Thiel details MARA’s technology stack and operating model. MARA is vertically integrated, from U.S.-designed ASICs and custom firmware to its own orchestration software, and is rolling out advanced immersion cooling that packs more compute into the same footprint and runs reliably in harsh climates, like in the UAE. That efficiency underpins growth and capital discipline as MARA shifts from an asset-light approach to owning the majority of its capacity through acquisitions, while expanding internationally via joint ventures and government partnerships.

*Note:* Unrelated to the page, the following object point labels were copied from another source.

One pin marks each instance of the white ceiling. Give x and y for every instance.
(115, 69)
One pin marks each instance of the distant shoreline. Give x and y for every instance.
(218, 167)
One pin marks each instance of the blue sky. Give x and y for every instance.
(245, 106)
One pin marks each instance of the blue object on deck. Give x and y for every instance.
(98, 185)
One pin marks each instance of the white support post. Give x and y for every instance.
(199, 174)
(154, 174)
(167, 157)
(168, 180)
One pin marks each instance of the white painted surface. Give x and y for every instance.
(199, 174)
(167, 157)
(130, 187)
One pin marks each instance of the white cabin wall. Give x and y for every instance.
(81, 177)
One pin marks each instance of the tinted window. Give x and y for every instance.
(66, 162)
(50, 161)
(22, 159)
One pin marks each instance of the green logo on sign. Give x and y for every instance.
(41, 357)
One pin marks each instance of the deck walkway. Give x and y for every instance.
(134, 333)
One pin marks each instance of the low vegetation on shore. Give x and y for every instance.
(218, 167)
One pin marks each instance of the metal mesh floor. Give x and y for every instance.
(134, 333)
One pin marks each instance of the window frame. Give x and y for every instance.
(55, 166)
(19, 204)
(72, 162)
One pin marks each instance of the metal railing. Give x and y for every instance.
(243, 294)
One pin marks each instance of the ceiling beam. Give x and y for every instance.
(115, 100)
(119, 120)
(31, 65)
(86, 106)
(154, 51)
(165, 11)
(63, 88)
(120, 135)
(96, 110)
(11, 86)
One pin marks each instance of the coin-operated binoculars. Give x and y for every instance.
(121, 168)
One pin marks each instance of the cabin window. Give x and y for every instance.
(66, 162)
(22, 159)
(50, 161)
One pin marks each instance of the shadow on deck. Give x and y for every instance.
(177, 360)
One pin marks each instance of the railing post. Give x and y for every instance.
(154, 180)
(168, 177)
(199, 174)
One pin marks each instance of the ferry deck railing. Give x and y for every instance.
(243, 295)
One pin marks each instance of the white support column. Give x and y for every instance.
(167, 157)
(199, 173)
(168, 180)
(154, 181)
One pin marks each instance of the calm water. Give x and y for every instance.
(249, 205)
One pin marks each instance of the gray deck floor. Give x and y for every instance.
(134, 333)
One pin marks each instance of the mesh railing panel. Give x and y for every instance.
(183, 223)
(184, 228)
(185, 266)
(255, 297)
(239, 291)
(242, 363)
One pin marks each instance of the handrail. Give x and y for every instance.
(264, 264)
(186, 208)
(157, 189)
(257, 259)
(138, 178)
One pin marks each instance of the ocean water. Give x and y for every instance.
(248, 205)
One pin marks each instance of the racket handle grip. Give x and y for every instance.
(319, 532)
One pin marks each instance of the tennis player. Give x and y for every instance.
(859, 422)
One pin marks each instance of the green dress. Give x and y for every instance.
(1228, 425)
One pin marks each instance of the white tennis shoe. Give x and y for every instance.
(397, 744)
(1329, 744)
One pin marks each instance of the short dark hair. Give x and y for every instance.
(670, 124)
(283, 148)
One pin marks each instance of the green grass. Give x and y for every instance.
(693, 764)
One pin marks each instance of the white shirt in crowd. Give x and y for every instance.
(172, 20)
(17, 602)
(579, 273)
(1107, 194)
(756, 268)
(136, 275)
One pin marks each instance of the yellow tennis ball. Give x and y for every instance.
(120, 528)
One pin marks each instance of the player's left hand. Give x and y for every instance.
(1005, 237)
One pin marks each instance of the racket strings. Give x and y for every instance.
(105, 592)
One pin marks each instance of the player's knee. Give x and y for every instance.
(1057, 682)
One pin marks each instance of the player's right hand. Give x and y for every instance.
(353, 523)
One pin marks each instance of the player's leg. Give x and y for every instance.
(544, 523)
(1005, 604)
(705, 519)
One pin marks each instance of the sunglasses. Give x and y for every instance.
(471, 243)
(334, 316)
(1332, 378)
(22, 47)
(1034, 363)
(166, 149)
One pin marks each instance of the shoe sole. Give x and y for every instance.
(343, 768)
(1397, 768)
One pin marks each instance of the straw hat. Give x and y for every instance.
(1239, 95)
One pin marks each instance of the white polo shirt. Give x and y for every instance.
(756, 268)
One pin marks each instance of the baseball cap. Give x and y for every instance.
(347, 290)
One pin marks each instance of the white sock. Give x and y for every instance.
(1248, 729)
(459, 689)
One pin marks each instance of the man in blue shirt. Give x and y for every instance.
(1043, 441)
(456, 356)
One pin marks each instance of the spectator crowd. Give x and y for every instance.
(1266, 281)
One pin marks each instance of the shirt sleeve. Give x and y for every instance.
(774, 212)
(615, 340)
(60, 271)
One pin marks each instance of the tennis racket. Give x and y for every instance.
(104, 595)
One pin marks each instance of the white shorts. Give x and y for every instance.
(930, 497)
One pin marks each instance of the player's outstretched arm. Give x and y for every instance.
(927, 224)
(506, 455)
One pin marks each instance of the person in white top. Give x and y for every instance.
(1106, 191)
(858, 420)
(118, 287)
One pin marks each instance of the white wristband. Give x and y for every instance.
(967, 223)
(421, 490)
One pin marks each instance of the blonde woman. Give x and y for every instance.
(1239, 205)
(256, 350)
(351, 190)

On milestones and financials, Thiel points to higher energized-hash-rate targets, continued post-halving cost optimization, and diversification beyond traditional mining (technology sales, energy trading, heat reuse). He explains MARA’s treasury approach: holding a significant Bitcoin position now marked-to-market, and notes the stock often trades as a leveraged proxy on BTC. Near-term focus: double-digit exahash growth, more owned capacity, and proof points from energy-harvesting and technology businesses that make MARA more resilient through cycles.